Из Парижа мы ехали в поезде. Вагоны были битком набиты, ни одного сидячего места. Мама легла на пол, подстелив картонку, в коридоре, у двери туалета, а я стояла, сколько могла, надо же кому-то присматривать за чемоданами. У нас два чемодана, обвязанных веревками. В них все наше богатство. Одежда, туалетные принадлежности, книги, фотографии, памятные вещицы. Мама взяла с собой два кило сахара, говорит, что там наверняка нехватка. У меня вещей совсем немного. Я взяла летнее платье, белое, перкалевое, перчатки, туфли на смену и, конечно, книги, которые я люблю, те самые, что отец читал нам вслух иногда вечерами, после ужина, про Николаса Никльби и мистера Пиквика. Это мои любимые книги. Когда мне хочется поплакать или посмеяться, достаточно открыть наугад любую из них — и я сразу нахожу именно то, что нужно.

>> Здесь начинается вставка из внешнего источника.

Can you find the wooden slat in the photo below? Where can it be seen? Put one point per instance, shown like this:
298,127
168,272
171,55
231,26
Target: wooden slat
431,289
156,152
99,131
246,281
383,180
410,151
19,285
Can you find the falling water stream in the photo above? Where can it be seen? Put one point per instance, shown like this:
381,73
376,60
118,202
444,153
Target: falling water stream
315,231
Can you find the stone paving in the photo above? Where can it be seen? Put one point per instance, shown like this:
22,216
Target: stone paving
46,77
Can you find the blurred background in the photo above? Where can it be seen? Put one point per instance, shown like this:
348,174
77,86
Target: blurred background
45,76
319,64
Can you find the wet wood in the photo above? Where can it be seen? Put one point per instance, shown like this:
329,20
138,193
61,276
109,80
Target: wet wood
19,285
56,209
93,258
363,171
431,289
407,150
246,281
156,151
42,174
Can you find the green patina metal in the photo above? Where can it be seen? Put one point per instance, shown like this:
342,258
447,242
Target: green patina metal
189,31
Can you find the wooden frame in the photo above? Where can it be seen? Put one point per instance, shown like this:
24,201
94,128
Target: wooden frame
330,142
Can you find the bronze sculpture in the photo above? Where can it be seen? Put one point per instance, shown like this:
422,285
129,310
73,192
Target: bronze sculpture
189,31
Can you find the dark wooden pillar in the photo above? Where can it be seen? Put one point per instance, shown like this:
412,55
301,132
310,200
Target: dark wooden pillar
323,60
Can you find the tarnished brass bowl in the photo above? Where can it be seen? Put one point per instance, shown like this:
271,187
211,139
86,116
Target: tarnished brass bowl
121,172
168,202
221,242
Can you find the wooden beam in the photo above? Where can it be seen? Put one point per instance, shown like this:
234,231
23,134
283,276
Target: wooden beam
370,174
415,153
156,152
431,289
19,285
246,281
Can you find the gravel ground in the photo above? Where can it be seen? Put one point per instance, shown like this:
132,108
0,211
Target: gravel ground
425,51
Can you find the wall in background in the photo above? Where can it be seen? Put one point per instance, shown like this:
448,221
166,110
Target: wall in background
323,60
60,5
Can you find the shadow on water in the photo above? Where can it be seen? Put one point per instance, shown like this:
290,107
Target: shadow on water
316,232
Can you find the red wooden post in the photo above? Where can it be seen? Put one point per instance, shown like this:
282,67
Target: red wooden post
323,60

А мама взяла только одну книгу. Ее подарил ей дядя Симон Рубен перед отъездом, Берешит, «В начале»[7], так она называется. Мама уснула на заплеванном полу вагона, несмотря на тряску, на дверь туалета, хлопающую прямо над головой, и запах… Время от времени кто-то идет в конец вагона воспользоваться удобствами. Увидев маму, спящую на полу на картонке, разворачивается, в другом конце тоже есть туалет. Но нашелся один, которому все-таки приспичило войти. Он встал над мамой и гаркнул: «Пардон!» — будто ждал, что она сейчас же проснется и вскочит. Мама продолжала спать, и он повторил несколько раз, все громче: «Пардон! Пардон! Пардон!» И нагнулся, пытаясь отодвинуть ее в сторону. И тут, не знаю, что такое на меня нашло, я не могла вынести, что этот жирдяй, ни жалости, ни совести, разбудит маму, чтобы спокойно сделать свои дела. Я кинулась на него, лупила кулаками, царапала, без единого слова, без крика, стиснув зубы и глотая слезы. Жирдяй попятился, точно от бешеной кошки, стряхнул меня и противно завизжал: «Вы еще узнаете! Вы еще увидите!» — со злостью, но и с испугом. Он ушел, а я легла рядом с мамой — она даже не проснулась — и поспала немного зыбким сном, полным грохота и тряски, от которой мутило.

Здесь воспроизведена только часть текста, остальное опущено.